On a recent flight bound for Singapore, passengers were thrust into a harrowing situation when the aircraft encountered unexpected severe turbulence. The violent movements and rapid loss of altitude created chaos on board, ultimately forcing the pilot to make an emergency landing. Several passengers sustained injuries, ranging from minor bruises to more serious trauma, drawing attention
to the dangers posed by in-flight turbulence.

This incident serves as a stark reminder of the importance of understanding the types of injuries that can occur during turbulence and the measures that can be taken to prevent them.


What Types of Injuries Can Occur During Turbulence?

Sudden drops in altitude can throw passengers upwards while the aircraft drops, causing them to hit the overhead compartments, then fall back to their seats or to the floor. These impacts can cause head injuries such as concussions, scalp lacerations, and even internal bleeding in the brain.

Sudden vertical movements can also cause compression and axial loading forces on the neck and spine, resulting in vertebral fractures and spinal cord injuries. Some of the passengers on this flight were seen lying motionless on the floor, suspected of having either spinal or limb injuries.

Uncontrolled sudden movement of the head can also result in neck injuries, including whiplash. If passengers were not seated with their seat belts fastened, they could sustain direct impacts with objects like seats and other cabin structures, resulting in injuries to the limbs such as forearm, wrist, hip, and knee fractures. Finally, loose objects like pens, laptops, and stationery can become projectiles and cause injury.


How Can We Prevent Injuries Like This from Happening?

In this case, there was apparently no way of anticipating the turbulence that was encountered. The best thing to do is to prepare for situations like this by taking these fairly simple steps. Before flying, prepare for the possibility of extreme turbulence and mentally visualise what you would do in such a situation.

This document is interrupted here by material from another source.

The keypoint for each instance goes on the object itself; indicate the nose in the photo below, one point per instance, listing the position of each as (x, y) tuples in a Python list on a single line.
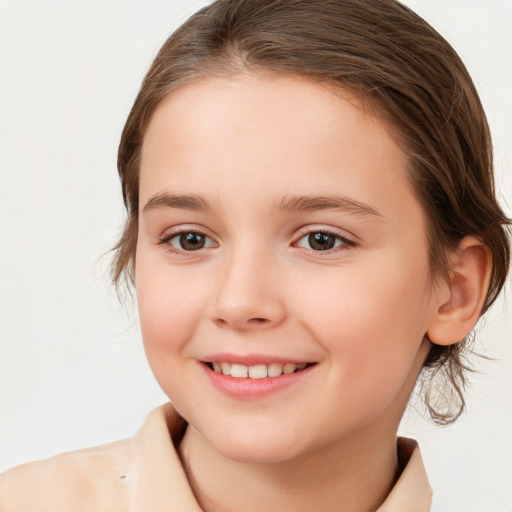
[(250, 294)]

Wear comfortable, loose clothing, comfortable shoes, and avoid wearing large or sharp jewelry so that assuming a brace position will be relatively easy. During the flight, if turbulence is encountered, keep your seat belt on and fastened securely. This will prevent ejection from the seat and limit uncontrolled movements.

Follow the crew’s instructions quickly; for example, if they tell you to return to your seats and fasten your seat belts, do so as quickly as possible. Do not leave loose items lying around that could act as projectiles.

Finally, maintaining a brace position by placing your head on your knees and your hands behind your head can help limit injury to the head and neck. If you find it too difficult to get into a brace position, it would be better to sit as far back in the seat as possible against the headrest to minimise neck movements and reduce the risk of whiplash.



It is important to be aware of the injuries that can occur during in-flight turbulence and how to
prevent these injuries. Both passengers and airline crew play crucial roles in ensuring safety during a flight. Following this incident, airlines have also introduced improved safety measures for passengers, and it is essential that passengers remember to adhere to these protocols for their own safety.